ワイン、女 そして歌、此れを愛しまない輩は、一生涯馬鹿者であり続ける。マルティン・ルター(1483-1546)

一様に誤解なく伝わる芸術

2016-10-26 | 
承前)一寸安心していると風邪を引きそうになる。特に食事が足りなく寒々したところで仕事をしていると頭が痛くなってきて駄目だ。気温があまり下がっていない時が注意。

日曜日は午後に陽が二三時間出た。幾らか温かみがあるので、暖房の無いリヴィングでLPを鳴らすことが出来た。お勉強中の「マクベス夫人」の第二面から第四面までを聞けた。第一幕三場への間奏曲から第二幕四場と第三幕五場である ― 改訂版のこの通し番号の意味合いは?。

パン屋への早朝のラディオでニコライ・ゲッタ歌唱のバッハのオラトリオが流れていて、あの当時はこういう人が西ドイツでも重宝されていたのだなと感じた。ここでは夫人と情事を持つセルゲイの声が聴ける。

譜面を見乍ら音を流しているが、それとは異なる可成り短縮されたところが演奏されていた。確かめてみるとロシアのサイトからDLしたのは歌劇「カテリーナ イズマイローヴァ」に改定されているものだ。なるほど、強姦のところが短縮され、その他も激しいところが切り取られている。

しかしここで演奏されている音楽は昔感じていたようなものではなくて、例えば交響曲四番などと比較も可能だが、寧ろ抒情的で分かりやすく明晰な音響である。自分自身正直驚いている。調べると1934年初演なので、当時の作品群と比較するとなるほどシャープなところもあるが、ヒンデミットやブリテンなどと比べて抒情的な直截的な美しさに溢れている。

なるほど交響曲四番的な音楽は修正されるに充分な美学的な根拠があったのは追体験できる。その点に関しては作曲家も鉾を収めるに吝かではなかったのではなかろうか。モーツァルトをこよなく愛する独裁者スターリンに至っては到底受け入れられなかったであろうが、我々が興味あるのはそこではなく作曲家の創作態度である。

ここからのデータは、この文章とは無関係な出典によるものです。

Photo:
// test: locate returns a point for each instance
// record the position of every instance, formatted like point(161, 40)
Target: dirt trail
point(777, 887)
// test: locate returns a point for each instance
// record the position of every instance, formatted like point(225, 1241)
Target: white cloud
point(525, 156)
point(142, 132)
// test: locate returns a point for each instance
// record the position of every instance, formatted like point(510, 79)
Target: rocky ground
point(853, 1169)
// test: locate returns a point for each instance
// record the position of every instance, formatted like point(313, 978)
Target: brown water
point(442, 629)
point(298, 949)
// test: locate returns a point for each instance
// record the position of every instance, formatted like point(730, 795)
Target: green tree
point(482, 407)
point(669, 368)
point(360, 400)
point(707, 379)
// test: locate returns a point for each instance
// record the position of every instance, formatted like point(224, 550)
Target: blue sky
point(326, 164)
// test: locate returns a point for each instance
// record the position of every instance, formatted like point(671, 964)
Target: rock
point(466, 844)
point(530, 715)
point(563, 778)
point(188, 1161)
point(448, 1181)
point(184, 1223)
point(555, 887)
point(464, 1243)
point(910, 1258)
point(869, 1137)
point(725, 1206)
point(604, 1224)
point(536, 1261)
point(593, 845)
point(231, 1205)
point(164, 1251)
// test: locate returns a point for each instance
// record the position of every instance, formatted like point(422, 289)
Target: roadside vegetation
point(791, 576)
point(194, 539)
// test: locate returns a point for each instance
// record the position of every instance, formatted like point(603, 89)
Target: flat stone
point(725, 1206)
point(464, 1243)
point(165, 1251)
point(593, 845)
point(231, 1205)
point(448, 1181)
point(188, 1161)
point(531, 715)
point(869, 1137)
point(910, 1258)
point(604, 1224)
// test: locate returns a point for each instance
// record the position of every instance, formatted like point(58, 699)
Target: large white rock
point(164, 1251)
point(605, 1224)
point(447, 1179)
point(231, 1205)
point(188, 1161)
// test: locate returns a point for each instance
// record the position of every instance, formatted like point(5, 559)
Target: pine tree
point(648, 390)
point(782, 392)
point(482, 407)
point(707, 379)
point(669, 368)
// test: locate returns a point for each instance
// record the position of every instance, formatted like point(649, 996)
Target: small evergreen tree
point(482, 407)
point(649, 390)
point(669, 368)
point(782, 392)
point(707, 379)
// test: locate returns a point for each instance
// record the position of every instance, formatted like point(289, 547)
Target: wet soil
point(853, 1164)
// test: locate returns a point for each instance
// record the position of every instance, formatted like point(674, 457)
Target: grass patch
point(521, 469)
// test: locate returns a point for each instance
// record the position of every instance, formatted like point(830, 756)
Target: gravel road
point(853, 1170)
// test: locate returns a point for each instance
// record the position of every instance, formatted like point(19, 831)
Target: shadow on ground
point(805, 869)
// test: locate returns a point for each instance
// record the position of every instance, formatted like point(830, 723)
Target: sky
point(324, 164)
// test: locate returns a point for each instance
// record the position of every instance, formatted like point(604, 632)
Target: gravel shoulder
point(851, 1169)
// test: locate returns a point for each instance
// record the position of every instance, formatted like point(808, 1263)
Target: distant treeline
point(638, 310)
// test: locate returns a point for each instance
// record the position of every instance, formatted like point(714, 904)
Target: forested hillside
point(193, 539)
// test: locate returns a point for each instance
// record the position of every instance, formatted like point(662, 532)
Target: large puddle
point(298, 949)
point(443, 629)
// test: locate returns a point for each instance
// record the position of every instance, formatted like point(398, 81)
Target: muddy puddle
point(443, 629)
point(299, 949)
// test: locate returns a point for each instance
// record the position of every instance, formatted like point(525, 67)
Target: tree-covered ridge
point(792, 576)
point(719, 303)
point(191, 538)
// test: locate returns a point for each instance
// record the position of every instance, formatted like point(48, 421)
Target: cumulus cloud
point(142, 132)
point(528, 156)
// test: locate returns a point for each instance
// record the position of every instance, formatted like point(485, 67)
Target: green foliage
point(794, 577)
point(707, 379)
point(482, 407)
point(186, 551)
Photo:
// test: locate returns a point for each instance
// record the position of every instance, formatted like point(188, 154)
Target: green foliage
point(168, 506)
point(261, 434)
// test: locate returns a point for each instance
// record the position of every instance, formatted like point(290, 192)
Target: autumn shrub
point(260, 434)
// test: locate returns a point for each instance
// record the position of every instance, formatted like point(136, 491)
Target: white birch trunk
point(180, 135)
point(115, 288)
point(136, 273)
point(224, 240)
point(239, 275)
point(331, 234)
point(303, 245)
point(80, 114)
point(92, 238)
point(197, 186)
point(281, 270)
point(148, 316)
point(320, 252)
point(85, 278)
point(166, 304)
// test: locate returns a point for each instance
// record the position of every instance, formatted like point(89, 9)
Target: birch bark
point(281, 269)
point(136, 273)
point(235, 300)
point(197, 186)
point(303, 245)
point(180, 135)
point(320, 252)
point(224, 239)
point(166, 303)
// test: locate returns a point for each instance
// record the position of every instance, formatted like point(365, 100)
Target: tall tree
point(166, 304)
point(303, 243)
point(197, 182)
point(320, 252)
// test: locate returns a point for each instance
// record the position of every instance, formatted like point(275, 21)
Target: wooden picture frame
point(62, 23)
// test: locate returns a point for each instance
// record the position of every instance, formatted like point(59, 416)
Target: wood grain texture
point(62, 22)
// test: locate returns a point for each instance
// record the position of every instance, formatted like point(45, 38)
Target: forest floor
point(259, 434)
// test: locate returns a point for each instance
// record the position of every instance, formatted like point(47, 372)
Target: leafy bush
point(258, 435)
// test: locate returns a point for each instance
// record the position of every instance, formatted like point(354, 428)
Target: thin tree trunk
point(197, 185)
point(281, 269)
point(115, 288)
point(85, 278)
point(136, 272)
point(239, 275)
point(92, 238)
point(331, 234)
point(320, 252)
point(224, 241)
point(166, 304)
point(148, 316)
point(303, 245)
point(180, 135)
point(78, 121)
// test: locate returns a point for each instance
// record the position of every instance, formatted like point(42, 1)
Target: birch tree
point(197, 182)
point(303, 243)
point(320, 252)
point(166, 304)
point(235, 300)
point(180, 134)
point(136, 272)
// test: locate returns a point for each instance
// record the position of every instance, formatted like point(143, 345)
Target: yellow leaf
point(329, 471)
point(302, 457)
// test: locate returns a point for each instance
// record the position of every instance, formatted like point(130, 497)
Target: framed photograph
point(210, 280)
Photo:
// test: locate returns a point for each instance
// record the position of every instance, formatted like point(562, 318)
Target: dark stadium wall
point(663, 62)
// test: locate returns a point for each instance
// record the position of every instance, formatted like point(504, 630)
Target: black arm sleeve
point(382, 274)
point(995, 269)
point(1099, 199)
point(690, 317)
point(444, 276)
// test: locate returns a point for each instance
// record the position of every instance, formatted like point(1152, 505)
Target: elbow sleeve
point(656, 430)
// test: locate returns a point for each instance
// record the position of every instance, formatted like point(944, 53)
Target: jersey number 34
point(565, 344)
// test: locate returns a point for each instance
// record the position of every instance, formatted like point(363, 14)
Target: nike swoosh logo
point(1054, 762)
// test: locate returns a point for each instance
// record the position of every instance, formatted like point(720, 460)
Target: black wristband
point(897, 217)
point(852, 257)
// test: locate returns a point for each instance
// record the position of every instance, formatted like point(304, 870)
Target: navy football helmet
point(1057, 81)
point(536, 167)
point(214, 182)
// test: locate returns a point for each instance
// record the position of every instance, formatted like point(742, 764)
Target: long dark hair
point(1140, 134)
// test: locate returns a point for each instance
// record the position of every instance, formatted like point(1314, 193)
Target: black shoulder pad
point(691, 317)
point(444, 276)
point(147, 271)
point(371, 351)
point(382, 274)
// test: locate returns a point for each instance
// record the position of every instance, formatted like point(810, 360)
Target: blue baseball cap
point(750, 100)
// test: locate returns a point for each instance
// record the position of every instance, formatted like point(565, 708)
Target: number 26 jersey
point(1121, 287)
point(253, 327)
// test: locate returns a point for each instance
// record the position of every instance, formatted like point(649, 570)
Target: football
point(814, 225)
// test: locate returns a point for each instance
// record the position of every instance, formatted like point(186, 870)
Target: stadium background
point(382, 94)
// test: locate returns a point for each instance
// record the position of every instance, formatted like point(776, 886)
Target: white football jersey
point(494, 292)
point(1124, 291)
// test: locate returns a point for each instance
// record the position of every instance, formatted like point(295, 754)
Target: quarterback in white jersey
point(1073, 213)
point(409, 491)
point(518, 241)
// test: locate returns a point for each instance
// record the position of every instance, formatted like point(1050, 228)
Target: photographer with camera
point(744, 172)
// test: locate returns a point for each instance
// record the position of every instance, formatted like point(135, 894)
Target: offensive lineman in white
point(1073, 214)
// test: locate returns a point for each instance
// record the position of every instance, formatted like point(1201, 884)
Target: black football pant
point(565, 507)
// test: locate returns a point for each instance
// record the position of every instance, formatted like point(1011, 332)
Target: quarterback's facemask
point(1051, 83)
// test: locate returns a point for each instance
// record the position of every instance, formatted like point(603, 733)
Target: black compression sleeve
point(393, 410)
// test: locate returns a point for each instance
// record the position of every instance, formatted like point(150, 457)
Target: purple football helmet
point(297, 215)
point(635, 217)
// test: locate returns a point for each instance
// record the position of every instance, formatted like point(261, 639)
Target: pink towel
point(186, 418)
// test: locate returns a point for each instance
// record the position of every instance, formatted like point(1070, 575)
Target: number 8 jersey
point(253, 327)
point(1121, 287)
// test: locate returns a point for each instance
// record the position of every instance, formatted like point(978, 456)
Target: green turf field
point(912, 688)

今ここで初演版世界初録音盤を途中まで聞いた。楽譜には明晰な音符が書かれていて、おいしいところが何事も無く演奏されている。初演のようなものだからそこまでの表現には至らなかったのは理解できるのだが、プロデューサーの突っ込みどころ満載の録音である。当代最高の大チェリストとして精緻乍ら大ホールをも唸らす演奏をしていた指揮者ロストロポーヴィッチの演奏は、なるほどそのチェロも粒の揃った音色で新素材の弓を使っているようにまるで凝縮され磨きをかけられたようなものだったが、同じように指揮者としても二十世紀後半の特徴である綺麗な放物線を描こうとしているためなのか肝心の音楽が響かない。更に自分で演奏するのとは違って、指揮のテクニック上の問題か、音にするのが精一杯といった感じで、特にテムポのメリハリなどその演奏の精妙さまでは、健闘しているロンドンのフィルハーモニーからも引き出されていない。タイトルロールを歌う奥さんのヴィシネススカヤの歌もその領域を出ないのは、ラフマニノフなどよりショスターコヴィッチの音楽に共感を持てないということだろうか。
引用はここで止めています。